Alitalia, Autostrade, Ilva e Pop Bari: i dossier economici che inguaiano il Governo

Nel frattempo, nuova grana per Conte: a 5 giorni dalle elezioni regionali in Emilia Romagna e Calabria, Luigi Di Maio lascia la leadership cinquestelle. Esecutivo a rischio?

Alitalia, ex Ilva, Autostrade e Popolare di Bari: un percorso a ostacoli pronto a rendere impossibile la vita già complicata del Governo. Sonni certamente poco sereni per il Premier Conte: al già lungo elenco di grane da risolvere in tempi stretti, infatti, proprio in queste ore se ne aggiunge un’altra che potrebbe avere delle ripercussioni sulla tenuta dell’esecutivo, specie in considerazione dell’appuntamento elettorale in Emilia Romagna in particolare, dove una eventuale affermazione di Salvini aprirebbe una crepa difficile da sanare.

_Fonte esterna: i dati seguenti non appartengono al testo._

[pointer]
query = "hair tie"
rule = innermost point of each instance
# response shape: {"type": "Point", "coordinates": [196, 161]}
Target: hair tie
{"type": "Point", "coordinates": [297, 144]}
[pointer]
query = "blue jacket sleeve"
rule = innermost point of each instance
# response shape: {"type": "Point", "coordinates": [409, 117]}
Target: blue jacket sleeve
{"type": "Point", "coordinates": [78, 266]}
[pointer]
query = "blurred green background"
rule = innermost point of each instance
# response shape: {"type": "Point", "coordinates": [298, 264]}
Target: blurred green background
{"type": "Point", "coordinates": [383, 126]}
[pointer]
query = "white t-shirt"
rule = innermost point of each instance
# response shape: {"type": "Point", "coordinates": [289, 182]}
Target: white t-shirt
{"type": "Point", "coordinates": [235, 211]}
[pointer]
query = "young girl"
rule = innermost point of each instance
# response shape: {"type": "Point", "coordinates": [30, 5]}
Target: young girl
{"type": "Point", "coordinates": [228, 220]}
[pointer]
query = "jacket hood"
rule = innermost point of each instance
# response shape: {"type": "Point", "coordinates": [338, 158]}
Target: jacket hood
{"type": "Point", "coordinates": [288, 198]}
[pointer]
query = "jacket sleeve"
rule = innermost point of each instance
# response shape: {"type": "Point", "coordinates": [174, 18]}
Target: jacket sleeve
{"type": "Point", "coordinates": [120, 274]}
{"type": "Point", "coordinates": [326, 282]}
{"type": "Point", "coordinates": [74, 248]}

TERREMOTO NEL M5S, DI MAIO LASCIA LEADERSHIP – Dopo il valzer di smentite, sembrerebbe che oggi Luigi Di Maio farà il suo clamoroso passo indietro da capo politico del M5S. Condizionale ancora d’obbligo ma la strada sembra segnata: “Domani (oggi, ndr) il ministro farà un annuncio importante“, aveva fatto sapere il suo staff.

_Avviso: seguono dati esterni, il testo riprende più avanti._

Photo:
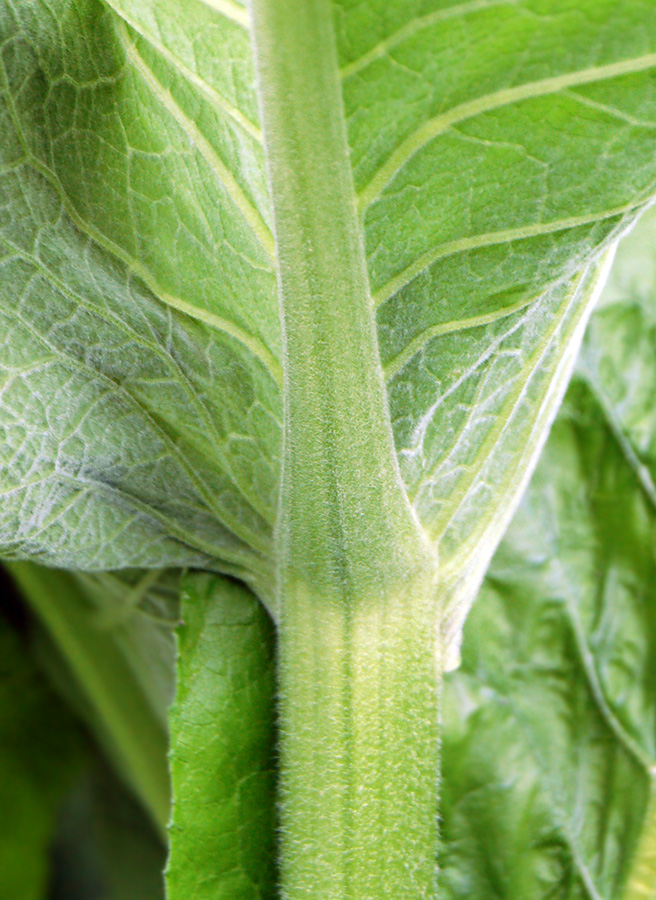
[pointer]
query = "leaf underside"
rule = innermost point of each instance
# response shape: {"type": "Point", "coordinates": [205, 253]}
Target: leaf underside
{"type": "Point", "coordinates": [549, 748]}
{"type": "Point", "coordinates": [496, 148]}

Una mossa che arriva a soli cinque giorni dalle regionali in Emilia Romagna e Calabria che potrebbe terremotare il governo e l’alleanza con il Pd, già fragile.

Fatto sta che l’addio di Di Maio mette il sigillo alla crisi in casa pentastellata, alle prese ormai da tempo con malumori e mal di pancia, ormai impossibili da mettere a tacere. Una mossa che secondo molti potrebbe avere ripercussioni sul Governo già in affanno su alcuni dossier “bollenti”.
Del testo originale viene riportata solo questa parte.